# How to Understand the Domain of a Function

Typically, a function $$f: D \mapsto R$$ is described as $$\forall x \in D, \exists ! y \in R, \left(x,y\right) \in f \wedge P\left(x,y\right),$$ where $$P$$ is a predicate that specifies the relation between an input and the output, for instance, $$y = 3x$$ if $$D \subseteq \mathbb{R}$$ and $$R \subseteq \mathbb{R}$$. However, this definition does not specify what happens outside $$D$$. Should we explicitly specify that no element outside $$D$$ corresponds to an output under $$f$$? That is, should we use the following proposition $$\left(\forall x \in D, \exists ! y \in R, \left(x,y\right) \in f \wedge P\left(x,y\right) \right) \wedge \left(\forall x \not\in {D}, \lnot \exists y, \left(x,y\right)\in f\right)$$ to describe $$f$$?

My own understanding is as follows. In mathematical proofs, people are more concerned with the existence of such a function. That is, what happens outside $$D$$ does not matter. What matters is, such a function $$f$$ exists, so that the proof can move on. Specifically, when people talk about a function, they are saying: $$\exists f, \forall x \in D, \exists ! y \in R, \left(x,y\right) \in f \wedge P\left(x,y\right).$$ And they can proceed with a particular example of such a function. In such a circumstance, the information of existing $$f$$s outside $$D$$ is not of interest.

• What is exactly $\overline D$? The complement of a set $D$ with respect to another set $A$ is defined as $A \setminus D = \{x \in A : x \notin D\}$. Dec 22, 2020 at 2:33
• Why do we have $P$ here? The relation is $f$ itself. Dec 22, 2020 at 2:35
• @azif00 Thanks for the remind. The previous statement is not rigorous. I have modifed my statement accordingly. Dec 22, 2020 at 2:37
• "However, this definition does not specify what happens outside D. " It doesn't specify what happens to elephants on the Serangeti either. Only $D$ is relevant. "However, this definition does not specify what happens outside D" I'd say it does specify. The elements of $D$ are mapped, and therefore the elements not in $D$ are not mapped. And we don't care if $D$ swims inside the universe of $\mathbb R$ or if it fits into $\mathbb R \cup \{$ stars in in the milky way$\}\cup\{$ the elephants of the serengeti$\}$. The only thing that matters is the elements of $D$ are mapped. Dec 22, 2020 at 3:06
• "outside" $D$ with respect to what. $\mathbb R$ is not the end all and be all and we have no way of knowing what "everything else" even means. If $0 \not \in D$ do we care what about $0$. What about $\frac {\sqrt 3}2 + \frac 12 \not \in D$ and $\frac {\sqrt 3}2 + \frac 12i\not \in \mathbb R$ do we care about that? What about the equilateral triangle $\triangle ABC$? That is something that isn't in $D$. Do we care about that? What about $Babar,\ the\ elephant\not \in D$? Do we care about that? Dec 22, 2020 at 3:11

Consider this relation $$f$$ from $$D= \{a, b,c\}$$ to $$T=\{0,1\}$$ :

$$f = \{(a,1), (b,1), (c,2)\}$$

Is it true that

for all $$x$$, [ if $$x\in D$$ then, there is a unique $$y$$ in $$T$$ such that $$(x,y)\in f ]$$ ?

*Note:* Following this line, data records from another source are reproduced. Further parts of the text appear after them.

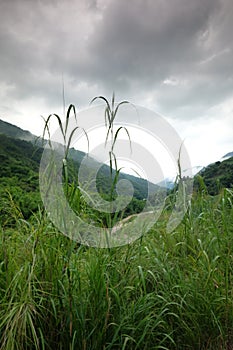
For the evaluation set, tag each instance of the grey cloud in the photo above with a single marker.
(131, 47)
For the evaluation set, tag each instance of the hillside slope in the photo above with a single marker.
(217, 175)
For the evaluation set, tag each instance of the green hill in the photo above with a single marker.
(217, 175)
(19, 174)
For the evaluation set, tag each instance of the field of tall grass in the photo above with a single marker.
(164, 291)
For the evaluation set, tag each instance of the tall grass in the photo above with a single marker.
(164, 291)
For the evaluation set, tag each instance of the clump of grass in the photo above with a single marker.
(164, 291)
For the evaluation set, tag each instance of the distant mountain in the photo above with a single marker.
(217, 175)
(15, 132)
(228, 155)
(6, 129)
(169, 182)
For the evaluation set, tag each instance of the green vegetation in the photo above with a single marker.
(217, 176)
(164, 291)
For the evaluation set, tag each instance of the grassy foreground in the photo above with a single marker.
(165, 291)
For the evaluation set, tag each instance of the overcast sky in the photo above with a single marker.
(174, 57)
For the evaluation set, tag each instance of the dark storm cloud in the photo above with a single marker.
(177, 53)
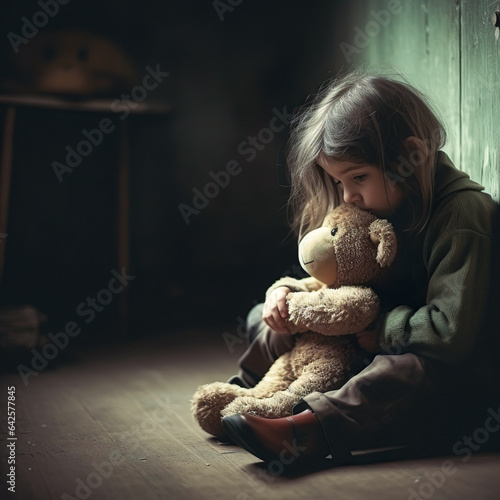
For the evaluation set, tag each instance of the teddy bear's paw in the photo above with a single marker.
(207, 403)
(267, 407)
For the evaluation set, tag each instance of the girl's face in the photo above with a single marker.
(364, 185)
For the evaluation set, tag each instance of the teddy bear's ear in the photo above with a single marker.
(383, 236)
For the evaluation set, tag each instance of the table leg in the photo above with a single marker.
(5, 174)
(123, 221)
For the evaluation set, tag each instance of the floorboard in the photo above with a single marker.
(114, 423)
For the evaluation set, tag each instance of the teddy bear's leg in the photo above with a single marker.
(209, 400)
(315, 376)
(277, 379)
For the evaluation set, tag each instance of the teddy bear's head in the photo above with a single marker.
(352, 247)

• If $$x = a$$ or $$x = b$$ or $$x=c$$ , the antecedent is true and the consequent is true, so the whole condiitonal is true.

• If $$x$$ is neither $$a$$ nor $$b$$ , nor $$c$$ ( that is if $$x\notin D$$) the antecedent is false, and ( by the truth table of the " if ... then" operator) the whole conditional is true.

So, the conditional is true for all $$x$$ ... and relation $$f$$ is a function.